【WEB限定連載】義功和尚の修行入門——体当たりで掴んだ仏の教え〈第49回〉高野山で思い出した修行時代

小林義功和尚は、禅宗である臨済宗の僧堂で8年半、真言宗の護摩の道場で5年間それぞれ修行を積み、その後、平成5年から2年間、日本全国を托鉢行脚されました。和歌山県の紀の川沿いの道中、九度山から学文路へと進み、ふと高野山での修行時代を思い出します。

学文路にある天満宮

九度山(くどやま)から学文路(かむろ)に出た。そこには最福寺の兄弟子、宮坂先生の奥さんの実家がある。

「そこに行ったらいいよ」。行脚に出る前にその住所を教えてくれた。坂を少し上がって南向き。日差しをいっぱいに浴びた建物である。
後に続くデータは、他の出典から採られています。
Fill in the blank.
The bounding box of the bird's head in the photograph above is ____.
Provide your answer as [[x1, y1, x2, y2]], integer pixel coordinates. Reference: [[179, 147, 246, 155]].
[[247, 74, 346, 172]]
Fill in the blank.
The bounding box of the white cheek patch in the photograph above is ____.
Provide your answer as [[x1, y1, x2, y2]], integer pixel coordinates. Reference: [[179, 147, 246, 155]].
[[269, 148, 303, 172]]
高台であるから景色もいい。

玄関に立って「最福寺の小林です」と名乗ると、「どうぞ、どうぞ」とご夫婦で歓待してくれた。

「昨日だったら、留守だったんですよ」。実際、私は電話ひとつしていない。初対面である。先方は連絡を受けていただろうが、さてさて6か月も前のこと、すっかり忘れていたのではないか。
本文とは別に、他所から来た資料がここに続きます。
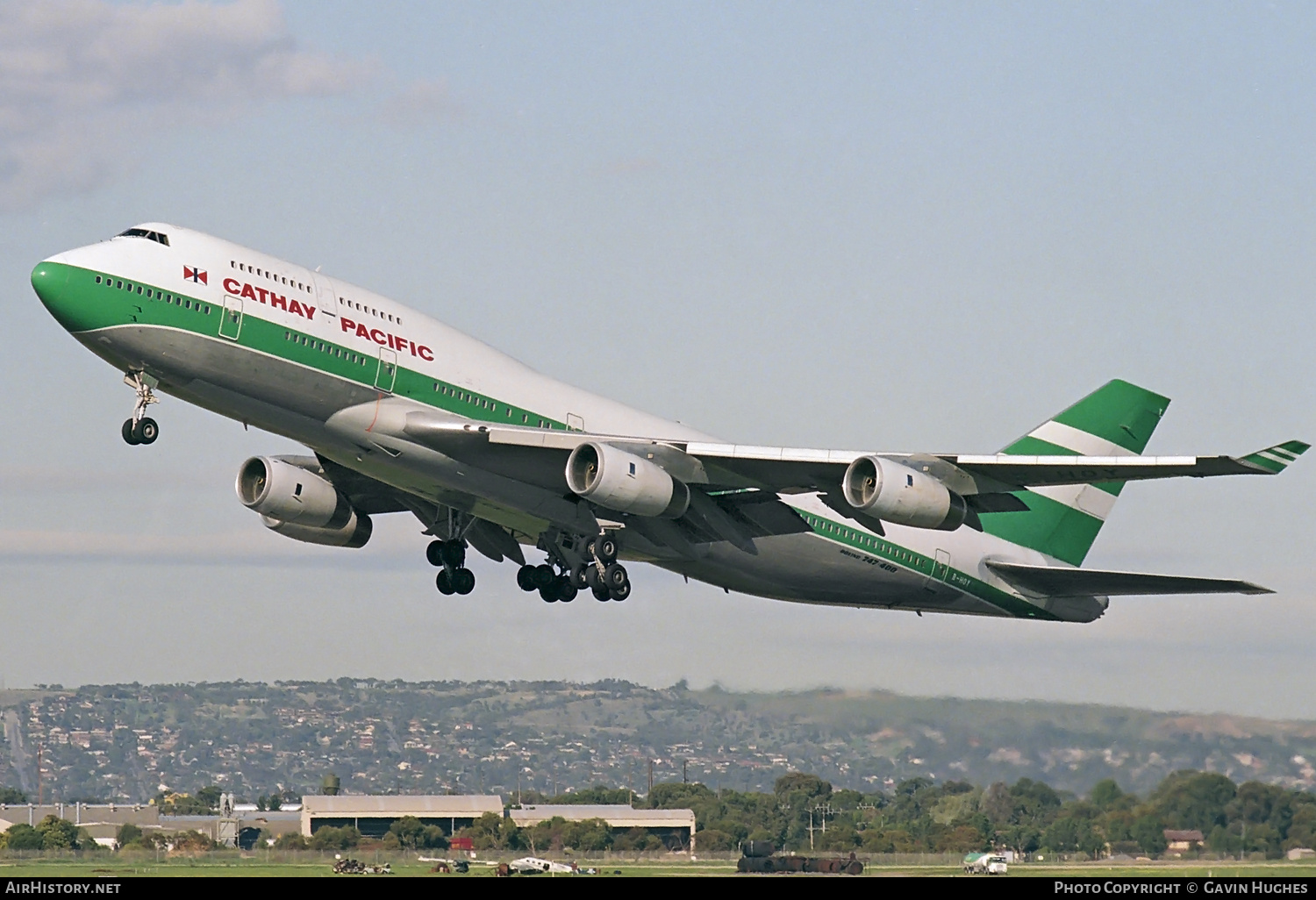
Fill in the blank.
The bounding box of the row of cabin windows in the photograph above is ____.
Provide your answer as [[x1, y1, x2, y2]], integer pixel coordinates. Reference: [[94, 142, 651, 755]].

昨日だったら通過していた。間違いない。御縁もなかった。「ラッキー」といってしまえばそれまで……。だが、それで済まされない何かがある。やはりお大師さまの御導きか。

それにしても、この学文路であるが難字である。御話を聞くと南海電鉄の駅がすぐこの下にある。その駅名が「学文路」で受験シーズンになると、この入場券を買いに学生が殺到する。お守りにするのだという。

学文路の間に「の」の一文字を入れれば「学文の路」となる。なるほど考えたな。縁起ものでは北海道帯広市に幸福駅もあったが、ここには古い歴史がある。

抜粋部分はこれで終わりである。